Balanced funds topped the list of funds recommended by asset managers as the most suitable for investors in 2016, following the Central Bank of Egypt’s (CBE) decision to reduce the rate of investments in monetary funds and fixed income tools from 5% to 2.5% of the deposits of each bank.
Balanced funds rely mainly on the diversification of investment instruments through two axes. The first is comprised of fixed income tools like treasury bonds and bills and high-revenue investment certificates.
The second is represented in long-term investments in stocks with rapidly declining prices, regularly distributing part of the returns to the investors, and allocating other parts to developing the funds’ capital.
The appeal of balanced funds comes as the result of the unavailability of sufficient opportunities for investors to invest in monetary funds and fixed income tools, following CBE’s decision to lower the rate of investment.
Moreover, despite the decline in their investment opportunities, monetary funds nonetheless maintained their appeal to investors, however dropping to second place after having previously dominated as an investment tool.
In third place come growth equity funds, which aim to enhance the growth of the investors’ portfolios throughout the period of investment.
In general, funds constitute a tool that allows investors to purchase investment certificates and are managed by investment managers who conduct studies about the best available companies and fixed income tools.
They also provide strategies that suit the nature of each investor whether aiming to obtain regular and stable revenues with the least amount of risks or high, regular, long-term revenues with high risks.
CEO of Ridge Capital Ahmed Abdul Ghani said that growth equity funds are suitable for the current period since they are invested in stocks over a long period of time, over which they aim to increase the value of stocks to achieve capital growth.
He said this category of funds is suitable for long-term investors who prefer to obtain revenues after a period that exceeds one year.

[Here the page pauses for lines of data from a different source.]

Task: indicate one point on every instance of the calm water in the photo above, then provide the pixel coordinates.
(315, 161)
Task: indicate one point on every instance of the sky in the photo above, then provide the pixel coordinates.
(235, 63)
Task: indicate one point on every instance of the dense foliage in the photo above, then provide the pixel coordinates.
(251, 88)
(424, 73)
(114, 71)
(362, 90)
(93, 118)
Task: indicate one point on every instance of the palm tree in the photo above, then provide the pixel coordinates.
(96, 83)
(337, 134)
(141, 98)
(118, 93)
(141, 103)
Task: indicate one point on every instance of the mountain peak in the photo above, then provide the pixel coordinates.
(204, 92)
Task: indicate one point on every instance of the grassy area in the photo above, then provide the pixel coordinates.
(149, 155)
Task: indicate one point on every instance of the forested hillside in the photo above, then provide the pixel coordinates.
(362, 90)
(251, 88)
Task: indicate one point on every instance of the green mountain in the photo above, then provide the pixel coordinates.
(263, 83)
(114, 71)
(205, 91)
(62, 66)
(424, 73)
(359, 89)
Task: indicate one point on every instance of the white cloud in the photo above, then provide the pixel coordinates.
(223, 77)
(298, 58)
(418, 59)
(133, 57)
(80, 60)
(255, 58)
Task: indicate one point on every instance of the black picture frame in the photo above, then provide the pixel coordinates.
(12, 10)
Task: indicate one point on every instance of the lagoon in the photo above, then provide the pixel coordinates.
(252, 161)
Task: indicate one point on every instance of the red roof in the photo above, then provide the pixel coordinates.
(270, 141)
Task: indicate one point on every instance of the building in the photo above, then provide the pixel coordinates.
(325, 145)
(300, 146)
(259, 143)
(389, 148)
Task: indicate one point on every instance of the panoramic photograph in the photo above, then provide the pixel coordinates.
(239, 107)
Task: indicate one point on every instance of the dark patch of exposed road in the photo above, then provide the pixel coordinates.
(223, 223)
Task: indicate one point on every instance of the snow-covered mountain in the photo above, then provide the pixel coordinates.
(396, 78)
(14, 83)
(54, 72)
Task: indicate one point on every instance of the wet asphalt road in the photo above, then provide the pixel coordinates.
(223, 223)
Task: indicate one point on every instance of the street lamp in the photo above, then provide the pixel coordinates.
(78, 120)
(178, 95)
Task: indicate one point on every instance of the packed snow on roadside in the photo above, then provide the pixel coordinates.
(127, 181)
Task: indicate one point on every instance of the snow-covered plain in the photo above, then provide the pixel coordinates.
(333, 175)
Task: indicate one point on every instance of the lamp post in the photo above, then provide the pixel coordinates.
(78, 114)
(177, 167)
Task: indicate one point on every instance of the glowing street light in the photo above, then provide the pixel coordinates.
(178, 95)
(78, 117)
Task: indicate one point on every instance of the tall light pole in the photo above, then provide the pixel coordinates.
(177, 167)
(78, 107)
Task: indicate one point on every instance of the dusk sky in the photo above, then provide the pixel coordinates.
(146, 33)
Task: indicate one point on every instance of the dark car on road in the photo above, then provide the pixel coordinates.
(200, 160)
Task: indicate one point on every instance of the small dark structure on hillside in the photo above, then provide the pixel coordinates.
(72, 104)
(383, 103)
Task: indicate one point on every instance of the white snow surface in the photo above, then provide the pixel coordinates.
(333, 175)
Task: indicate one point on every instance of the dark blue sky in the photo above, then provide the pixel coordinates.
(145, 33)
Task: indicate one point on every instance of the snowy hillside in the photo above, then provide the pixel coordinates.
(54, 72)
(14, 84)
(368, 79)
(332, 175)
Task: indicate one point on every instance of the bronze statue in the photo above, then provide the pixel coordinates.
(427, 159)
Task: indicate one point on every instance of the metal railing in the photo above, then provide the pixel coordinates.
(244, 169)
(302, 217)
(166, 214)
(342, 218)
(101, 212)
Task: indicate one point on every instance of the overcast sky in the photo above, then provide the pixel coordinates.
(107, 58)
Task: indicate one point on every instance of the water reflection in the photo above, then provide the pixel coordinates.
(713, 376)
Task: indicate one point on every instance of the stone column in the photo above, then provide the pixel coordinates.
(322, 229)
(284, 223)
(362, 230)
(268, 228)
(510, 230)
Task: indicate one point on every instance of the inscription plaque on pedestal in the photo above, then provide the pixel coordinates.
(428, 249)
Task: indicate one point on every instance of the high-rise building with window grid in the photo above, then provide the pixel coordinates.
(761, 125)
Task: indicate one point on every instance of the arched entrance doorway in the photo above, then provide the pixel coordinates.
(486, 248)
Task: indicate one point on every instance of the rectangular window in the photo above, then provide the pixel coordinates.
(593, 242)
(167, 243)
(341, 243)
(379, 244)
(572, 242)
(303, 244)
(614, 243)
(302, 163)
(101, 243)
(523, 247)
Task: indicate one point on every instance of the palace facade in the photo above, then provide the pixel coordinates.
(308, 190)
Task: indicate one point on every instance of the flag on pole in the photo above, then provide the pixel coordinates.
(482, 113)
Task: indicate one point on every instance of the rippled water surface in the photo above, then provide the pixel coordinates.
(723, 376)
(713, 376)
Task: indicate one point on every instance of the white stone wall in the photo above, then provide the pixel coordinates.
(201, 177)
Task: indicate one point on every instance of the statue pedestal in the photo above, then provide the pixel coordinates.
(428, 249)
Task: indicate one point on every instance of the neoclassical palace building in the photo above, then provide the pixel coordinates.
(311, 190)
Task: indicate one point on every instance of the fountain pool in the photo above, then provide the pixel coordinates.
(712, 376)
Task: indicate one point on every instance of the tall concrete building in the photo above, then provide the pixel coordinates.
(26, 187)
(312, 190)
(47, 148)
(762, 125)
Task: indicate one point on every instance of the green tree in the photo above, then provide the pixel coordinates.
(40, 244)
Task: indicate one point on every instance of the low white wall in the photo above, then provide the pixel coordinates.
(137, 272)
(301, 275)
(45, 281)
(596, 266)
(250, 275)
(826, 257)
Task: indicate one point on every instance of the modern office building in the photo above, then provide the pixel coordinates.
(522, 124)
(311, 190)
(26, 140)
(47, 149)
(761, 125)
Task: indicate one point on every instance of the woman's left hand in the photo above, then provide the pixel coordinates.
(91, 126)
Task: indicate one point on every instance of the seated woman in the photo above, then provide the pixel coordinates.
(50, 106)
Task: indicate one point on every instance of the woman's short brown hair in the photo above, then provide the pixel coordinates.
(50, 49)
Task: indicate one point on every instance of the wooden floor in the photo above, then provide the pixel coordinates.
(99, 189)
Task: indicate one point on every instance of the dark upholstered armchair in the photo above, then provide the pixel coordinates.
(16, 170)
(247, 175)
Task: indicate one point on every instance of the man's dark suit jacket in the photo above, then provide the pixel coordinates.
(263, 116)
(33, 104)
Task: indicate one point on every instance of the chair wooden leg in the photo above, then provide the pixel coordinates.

These funds are also characterised by an ability to accommodate the increase in inflation rates and this is most evident when the funds achieve high revenues after an surge in the stock exchange.
Monetary or fixed income funds that invest in treasury bills, bonds, and deposits, achieve returns that are slightly in excess of the inflation rates in Egypt, hence ensuring that investors maintain the value of their money without bearing losses.
CBE announced that the annual inflation rate stabilised at 11.06% in December 2015, recording no changes compared to the same period last year. Inflation is considered one of the indicators that determine the currency’s purchasing power.
Abdul Ghani called on investors not to head towards equity funds since these funds require investors to take major risks before revenues are achieved from investing in shares, which is unsuitable for the current phase since it requires more vigilance.
Managing Director of the asset management department in Cairo Financial Holding Riham El-Saeed said the investment climate is suitable for monetary funds that invest nearly 70% of their money in short-term financial tools, such as deposits and treasury bills.
Monetary funds are characterised by the availability of liquidity, which enables investors rapidly resell certificates. They provide regular returns, which is suitable for investors who wish to maintain a stable income such as pensioners. Monetary funds have the advantage of high returns from deposits as well as treasury bills, especially since returns increase when the state issues treasury bills and bonds to finance the budget deficit.
In the meeting on 28 January, the Monetary Policy Committee fixed interest rates on deposits and loans after it raised them on 24 December 2015 by 0.5%. In light of this decision, the interest rate increased on deposits to 9.25%, and on loan prices to 10.25%.
Returns on treasury bills in the Egyptian market begin at 11.392% for bills with a 91-day term, 11.832% for bills with a 182-day term, 12.05% for bills with a 273-day term, and 12.107% for bills with a 364-day term.
El-Saeed said that fixed-income funds are considered a suitable investment tool since they focus on investing in treasury bills and bonds and long-term investment certificates. They moreover provide regular income, despite fluctuations in capital markets.
The appeal of these funds increased significantly, in particular after governmental banks, like the National Bank of Egypt (NBE) and Banque du Caire, issued investment certificates with high returns, with a 12.5% interest rate and a three-year term. The returns from these certificates are distributed monthly.
El-Saeed said investment opportunities in monetary funds and fixed-income tools will not have sufficient availability for investors as a result of CBE’s decision in January obliging banks that have such funds to reduce the size of investments in them from 5% to 2.5% of the deposits of each bank. This translates into the suspension of subscriptions to such funds until the investments are reduced to 2.5% of deposits.
An official at an asset management company, who preferred to remain anonymous, recommended balanced funds as the best investment tool in the current period. The official said there are three factors that contribute to the appeal of these funds; namely that investors cannot invest in monetary funds and fixed-income tools due to CBE’s decision.
The official also pointed out that a certain aspect of the balanced funds’ management strategy depends on investing in fixed-income tools, such as treasury bills and bonds, results in reducing the amount of risks and turns part of the profits into regular returns for investors in these funds.
The third and final factor is the investment of part of the capital of the balanced funds in stocks over a long period of time whilst employing a part of the profits to achieve capital growth in the value of the investment certificate. This in turn makes it an appropriate investment tool for the current period, which calls for taking advantage of the low prices of stocks through long-term investment.